The server is a FastAPI application that exposes the following endpoints:
/auth/token
: get an access token based on a user/password combo. In other words, login./users/me
: get information about the current user/metrics/daily-orders
: submit a query to the dbt Semantic Layer using the Python SDK for the daily orders of a given Jaffle Shop branch. Thewhere
filter is dynamically generated to filter by the branch of the requesting user. This endpoint does some transformation to make the data easily consumable by our plotting library (Apache ECharts). It also returns the compiled SQL from the query.
The UI is a simple React application. The flow is:
- Redirect user to
/login
if the token is unavailable or expired - Get access token via
/auth/token
and redirect to/
if succeeded - Fetch the current user via
/users/me
- Populate some fields such as name and store location
- Get the daily orders via
/metrics/daily-orders
and populate the Apache ECharts chart.
Before starting, you'll need:
- docker;
- docker compose;
- A dbt Cloud account with the Jaffle Shop project in it;
- The Jaffle Shop dbt models in your data warehouse;
- The dbt Semantic Layer enabled in your account.

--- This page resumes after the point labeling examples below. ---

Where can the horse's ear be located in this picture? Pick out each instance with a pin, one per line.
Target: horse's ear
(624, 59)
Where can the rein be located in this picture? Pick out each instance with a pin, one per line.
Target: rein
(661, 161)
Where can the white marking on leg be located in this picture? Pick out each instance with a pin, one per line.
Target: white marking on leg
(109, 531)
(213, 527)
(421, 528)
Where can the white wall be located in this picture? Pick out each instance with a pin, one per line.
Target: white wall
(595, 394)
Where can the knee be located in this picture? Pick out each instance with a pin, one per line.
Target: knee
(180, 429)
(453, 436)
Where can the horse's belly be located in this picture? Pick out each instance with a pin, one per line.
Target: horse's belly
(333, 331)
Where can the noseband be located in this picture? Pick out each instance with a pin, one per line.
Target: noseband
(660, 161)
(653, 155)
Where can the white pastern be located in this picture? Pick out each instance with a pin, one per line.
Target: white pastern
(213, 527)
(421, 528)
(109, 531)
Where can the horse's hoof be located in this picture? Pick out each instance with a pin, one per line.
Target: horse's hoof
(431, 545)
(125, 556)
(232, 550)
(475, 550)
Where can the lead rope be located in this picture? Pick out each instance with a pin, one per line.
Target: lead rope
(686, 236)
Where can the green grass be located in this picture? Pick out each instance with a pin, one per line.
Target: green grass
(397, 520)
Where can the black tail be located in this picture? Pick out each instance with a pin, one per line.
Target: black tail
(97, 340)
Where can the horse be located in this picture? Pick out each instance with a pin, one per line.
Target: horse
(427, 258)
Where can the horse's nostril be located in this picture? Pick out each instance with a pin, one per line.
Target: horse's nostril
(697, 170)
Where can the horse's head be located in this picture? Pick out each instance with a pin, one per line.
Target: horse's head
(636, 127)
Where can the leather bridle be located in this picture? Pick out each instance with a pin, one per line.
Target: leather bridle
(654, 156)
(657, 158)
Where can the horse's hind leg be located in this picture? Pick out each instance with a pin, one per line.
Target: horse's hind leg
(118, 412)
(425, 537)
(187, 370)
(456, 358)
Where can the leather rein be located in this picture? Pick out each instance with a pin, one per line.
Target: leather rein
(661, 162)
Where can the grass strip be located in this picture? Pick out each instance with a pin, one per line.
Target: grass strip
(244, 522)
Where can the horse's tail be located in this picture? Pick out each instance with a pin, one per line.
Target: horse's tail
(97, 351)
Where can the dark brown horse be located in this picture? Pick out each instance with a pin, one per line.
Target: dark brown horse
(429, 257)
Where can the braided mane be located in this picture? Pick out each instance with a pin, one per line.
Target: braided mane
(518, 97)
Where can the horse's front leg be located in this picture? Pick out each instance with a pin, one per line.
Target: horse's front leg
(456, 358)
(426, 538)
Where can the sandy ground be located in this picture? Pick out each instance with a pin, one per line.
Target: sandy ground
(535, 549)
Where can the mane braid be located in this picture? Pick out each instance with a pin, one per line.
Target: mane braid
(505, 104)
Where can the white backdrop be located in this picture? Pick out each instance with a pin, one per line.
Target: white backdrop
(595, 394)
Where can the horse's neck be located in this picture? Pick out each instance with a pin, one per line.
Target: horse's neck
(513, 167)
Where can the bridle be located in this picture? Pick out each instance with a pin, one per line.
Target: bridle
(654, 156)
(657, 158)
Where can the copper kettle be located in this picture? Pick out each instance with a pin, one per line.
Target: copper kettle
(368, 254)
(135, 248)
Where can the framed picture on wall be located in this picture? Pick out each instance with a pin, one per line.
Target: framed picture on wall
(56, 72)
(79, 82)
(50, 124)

Once you're setup, clone this repository locally.
Then, create a .env
file in the server/
directory. This file should contain the following environment variables with your secrets:
SL__HOST=<the host of your semantic layer account>
SL__ENVIRONMENT_ID=<your environment ID>
SL__TOKEN=<your secret access token to the semantic layer>
AUTH__JWT_SIGNING_SECRET=<the secret that will be used to sign JWT tokens>
To run in "production" mode, run the following in the root of the repository
docker compose up
To run in "development" mode, with hot code reloads and debugpy
, run the following instead
docker compose -f dev.compose.yaml up
The UI is served at http://localhost:8080/
, and the server is at http://localhost:8081
.
This repository is just a demo of what the dbt Semantic Layer is capable of when it comes to embedded analytics. We purposefully cut some corners that were not relevant to this purpose while implementing it. When using it for embedded analytics in a real system, you should make sure that:
- All data you provide to the Semantic Layer is trusted and sanitized to avoid SQL injections to your warehouse. In this demo, the
Store Location
is not validated, i.e it is assumed to be fully trusted. You should never feed untrusted data directly into the Semantic Layer without proper sanitization. - You follow the best security practices for storing and retrieving passwords, exchanging and invalidating tokens and handling PII. In this demo, we're storing plain text passwords in a fake database. Needless to say, you shouldn't do that in the real world.
- You carefully consider access controls and how the where filters you provide to the Semantic Layer relate to them, to avoid accidentally leaking data.